Ce 1er décembre au soir, l'Assemblée nationale a adopté in extremis une proposition de loi du député LR Aurélien Pradié visant à créer une "juridiction spécialisée aux violences intrafamiliales". Le texte a obtenu 41 voix pour et 40 contre.
Adoptée en première lecture, la proposition doit dorénavant être transmise au Sénat, à majorité de droite.

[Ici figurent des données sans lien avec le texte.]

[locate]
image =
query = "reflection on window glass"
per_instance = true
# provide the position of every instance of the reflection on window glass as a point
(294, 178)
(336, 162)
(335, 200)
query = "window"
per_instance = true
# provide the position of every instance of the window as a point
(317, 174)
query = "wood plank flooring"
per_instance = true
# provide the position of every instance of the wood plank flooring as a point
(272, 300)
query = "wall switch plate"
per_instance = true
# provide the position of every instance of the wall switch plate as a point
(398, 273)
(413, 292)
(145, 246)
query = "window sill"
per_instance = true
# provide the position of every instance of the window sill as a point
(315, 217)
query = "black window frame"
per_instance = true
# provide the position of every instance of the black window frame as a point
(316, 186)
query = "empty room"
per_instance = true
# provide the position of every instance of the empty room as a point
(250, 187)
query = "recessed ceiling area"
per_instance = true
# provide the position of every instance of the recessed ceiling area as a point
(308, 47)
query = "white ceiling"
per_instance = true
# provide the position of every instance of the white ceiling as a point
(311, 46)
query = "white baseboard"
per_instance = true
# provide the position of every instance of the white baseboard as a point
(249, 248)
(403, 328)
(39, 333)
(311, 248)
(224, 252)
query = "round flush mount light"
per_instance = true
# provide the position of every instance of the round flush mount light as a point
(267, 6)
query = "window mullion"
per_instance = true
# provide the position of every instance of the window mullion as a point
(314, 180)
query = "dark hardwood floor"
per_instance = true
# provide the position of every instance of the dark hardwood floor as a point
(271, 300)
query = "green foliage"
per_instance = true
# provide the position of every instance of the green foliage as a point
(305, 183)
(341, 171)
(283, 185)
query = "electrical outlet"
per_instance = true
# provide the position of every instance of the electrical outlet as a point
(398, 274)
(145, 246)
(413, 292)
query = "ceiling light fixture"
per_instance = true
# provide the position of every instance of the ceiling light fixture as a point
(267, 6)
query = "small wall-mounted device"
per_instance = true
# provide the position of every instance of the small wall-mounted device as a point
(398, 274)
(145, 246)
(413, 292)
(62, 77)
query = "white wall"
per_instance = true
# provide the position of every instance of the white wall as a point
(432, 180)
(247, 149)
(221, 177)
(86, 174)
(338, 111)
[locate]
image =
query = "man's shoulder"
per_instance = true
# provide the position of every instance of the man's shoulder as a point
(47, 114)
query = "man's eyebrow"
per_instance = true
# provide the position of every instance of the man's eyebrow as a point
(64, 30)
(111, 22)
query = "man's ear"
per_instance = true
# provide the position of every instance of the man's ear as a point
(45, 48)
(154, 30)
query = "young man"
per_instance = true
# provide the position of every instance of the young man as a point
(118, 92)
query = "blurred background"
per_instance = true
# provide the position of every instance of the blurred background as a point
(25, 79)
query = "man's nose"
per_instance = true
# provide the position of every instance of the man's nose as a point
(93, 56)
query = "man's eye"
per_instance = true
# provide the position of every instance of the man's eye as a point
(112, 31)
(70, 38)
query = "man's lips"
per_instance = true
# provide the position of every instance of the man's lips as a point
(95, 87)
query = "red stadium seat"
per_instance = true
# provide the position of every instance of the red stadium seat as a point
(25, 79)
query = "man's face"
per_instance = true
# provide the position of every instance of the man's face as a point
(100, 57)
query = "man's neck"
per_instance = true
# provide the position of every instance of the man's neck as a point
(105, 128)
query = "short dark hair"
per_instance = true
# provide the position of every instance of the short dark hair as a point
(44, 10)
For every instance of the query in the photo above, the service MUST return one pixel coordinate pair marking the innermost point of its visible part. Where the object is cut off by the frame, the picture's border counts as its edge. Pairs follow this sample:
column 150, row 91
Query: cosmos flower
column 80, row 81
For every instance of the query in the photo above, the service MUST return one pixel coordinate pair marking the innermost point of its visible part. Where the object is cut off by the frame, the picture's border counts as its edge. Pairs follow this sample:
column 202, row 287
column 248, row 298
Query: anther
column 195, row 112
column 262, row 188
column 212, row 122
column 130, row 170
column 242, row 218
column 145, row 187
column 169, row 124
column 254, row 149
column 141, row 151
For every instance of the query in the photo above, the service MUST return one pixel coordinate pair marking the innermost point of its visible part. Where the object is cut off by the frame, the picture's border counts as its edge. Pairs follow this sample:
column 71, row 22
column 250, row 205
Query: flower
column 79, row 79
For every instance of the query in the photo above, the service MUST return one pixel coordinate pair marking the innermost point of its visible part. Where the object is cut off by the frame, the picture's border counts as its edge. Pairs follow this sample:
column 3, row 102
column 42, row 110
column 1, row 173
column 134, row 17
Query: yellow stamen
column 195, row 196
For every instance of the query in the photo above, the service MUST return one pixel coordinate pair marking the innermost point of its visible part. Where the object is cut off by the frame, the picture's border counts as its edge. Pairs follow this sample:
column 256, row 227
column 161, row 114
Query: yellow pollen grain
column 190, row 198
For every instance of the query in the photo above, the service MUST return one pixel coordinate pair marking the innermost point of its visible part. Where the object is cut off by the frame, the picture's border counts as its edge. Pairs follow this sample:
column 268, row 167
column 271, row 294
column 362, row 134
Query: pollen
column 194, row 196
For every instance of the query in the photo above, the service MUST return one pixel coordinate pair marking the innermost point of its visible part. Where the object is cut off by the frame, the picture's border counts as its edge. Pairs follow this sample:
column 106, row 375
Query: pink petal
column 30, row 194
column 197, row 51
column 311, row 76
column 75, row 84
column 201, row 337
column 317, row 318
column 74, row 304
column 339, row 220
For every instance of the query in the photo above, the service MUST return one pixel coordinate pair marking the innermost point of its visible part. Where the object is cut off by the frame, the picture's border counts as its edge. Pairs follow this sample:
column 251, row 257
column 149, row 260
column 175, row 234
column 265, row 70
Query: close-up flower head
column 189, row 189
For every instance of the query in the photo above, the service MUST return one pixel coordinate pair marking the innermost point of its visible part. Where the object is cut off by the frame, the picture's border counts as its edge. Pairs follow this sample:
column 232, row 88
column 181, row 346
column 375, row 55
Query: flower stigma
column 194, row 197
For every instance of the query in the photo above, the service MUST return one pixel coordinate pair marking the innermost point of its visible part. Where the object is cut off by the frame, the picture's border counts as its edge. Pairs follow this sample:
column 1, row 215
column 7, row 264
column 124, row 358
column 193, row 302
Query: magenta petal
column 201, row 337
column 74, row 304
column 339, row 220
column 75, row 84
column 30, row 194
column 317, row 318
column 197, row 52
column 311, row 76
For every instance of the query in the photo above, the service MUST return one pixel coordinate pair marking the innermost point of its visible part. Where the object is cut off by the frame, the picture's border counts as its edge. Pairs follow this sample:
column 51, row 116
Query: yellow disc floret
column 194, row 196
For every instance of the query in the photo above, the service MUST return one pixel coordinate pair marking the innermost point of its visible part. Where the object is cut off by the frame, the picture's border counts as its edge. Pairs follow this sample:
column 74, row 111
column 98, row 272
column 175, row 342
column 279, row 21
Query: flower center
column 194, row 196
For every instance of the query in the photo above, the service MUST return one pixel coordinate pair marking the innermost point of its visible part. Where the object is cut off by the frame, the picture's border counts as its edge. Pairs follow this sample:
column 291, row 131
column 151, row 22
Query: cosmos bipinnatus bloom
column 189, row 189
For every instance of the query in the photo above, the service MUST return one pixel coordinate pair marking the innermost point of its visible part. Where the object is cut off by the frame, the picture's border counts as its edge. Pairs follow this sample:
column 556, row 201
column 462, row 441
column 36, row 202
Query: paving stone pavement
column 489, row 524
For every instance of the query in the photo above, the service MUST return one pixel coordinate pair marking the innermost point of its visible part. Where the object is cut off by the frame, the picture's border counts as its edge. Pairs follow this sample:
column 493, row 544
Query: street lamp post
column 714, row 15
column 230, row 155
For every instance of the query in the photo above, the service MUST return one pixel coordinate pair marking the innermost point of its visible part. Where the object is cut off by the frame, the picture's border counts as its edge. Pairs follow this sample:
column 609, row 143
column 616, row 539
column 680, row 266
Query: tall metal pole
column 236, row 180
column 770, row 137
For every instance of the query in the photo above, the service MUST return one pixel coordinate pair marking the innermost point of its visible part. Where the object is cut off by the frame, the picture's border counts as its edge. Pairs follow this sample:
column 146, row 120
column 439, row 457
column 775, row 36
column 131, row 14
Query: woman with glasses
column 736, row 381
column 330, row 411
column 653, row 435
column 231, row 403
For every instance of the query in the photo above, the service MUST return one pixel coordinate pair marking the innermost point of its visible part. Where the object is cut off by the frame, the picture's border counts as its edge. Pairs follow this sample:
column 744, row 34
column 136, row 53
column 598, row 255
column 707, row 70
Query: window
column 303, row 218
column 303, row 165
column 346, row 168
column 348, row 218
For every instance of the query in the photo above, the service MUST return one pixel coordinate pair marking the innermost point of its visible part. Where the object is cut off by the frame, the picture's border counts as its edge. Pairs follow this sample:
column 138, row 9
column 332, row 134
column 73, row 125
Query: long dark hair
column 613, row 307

Ce texte prévoit la mise en place d'une juridiction spécialisée basée sur le modèle de l'Espagne, associant "les pouvoirs du juge civil et du juge pénal", en s'appuyant "sur des référents au sein de chaque parquet", a expliqué Aurélien Pradié, comme le rapporte l'AFP.
Depuis la mise en place de cette juridiction en Espagne, pour laquelle travaillent des magistrat·e·s spécialement formé·e·s sur ces questions, les victimes de violences conjugales oseraient davantage porter plainte, près de quatre fois plus qu'en France, et le nombre de femmes tuées aurait baissé de 24% selon les autorités, indique L'Express.
En droit français, il existe déjà de nombreuses juridictions spécialisées, comme le rappelle L'Express, à l'instar des tribunaux de commerce ou du conseil de prud'hommes. Les mineurs, avec le Tribunal et la Cour d'Assises pour enfants, les militaires, ainsi que les personnalités politiques telles que les ministres ou le président dépendent aussi de juridictions spéciales, certaines affaires nécessitant des compétences particulières pour être jugées.
La proposition a été adoptée non sans mal, le gouvernement ayant notamment été accusé "d'obstruction"."Obstruction du gouvernement ? Pas un seul amendement chez nous", a répliqué le Garde des Sceaux Eric Dupond-Moretti, présent dans l'hémicycle.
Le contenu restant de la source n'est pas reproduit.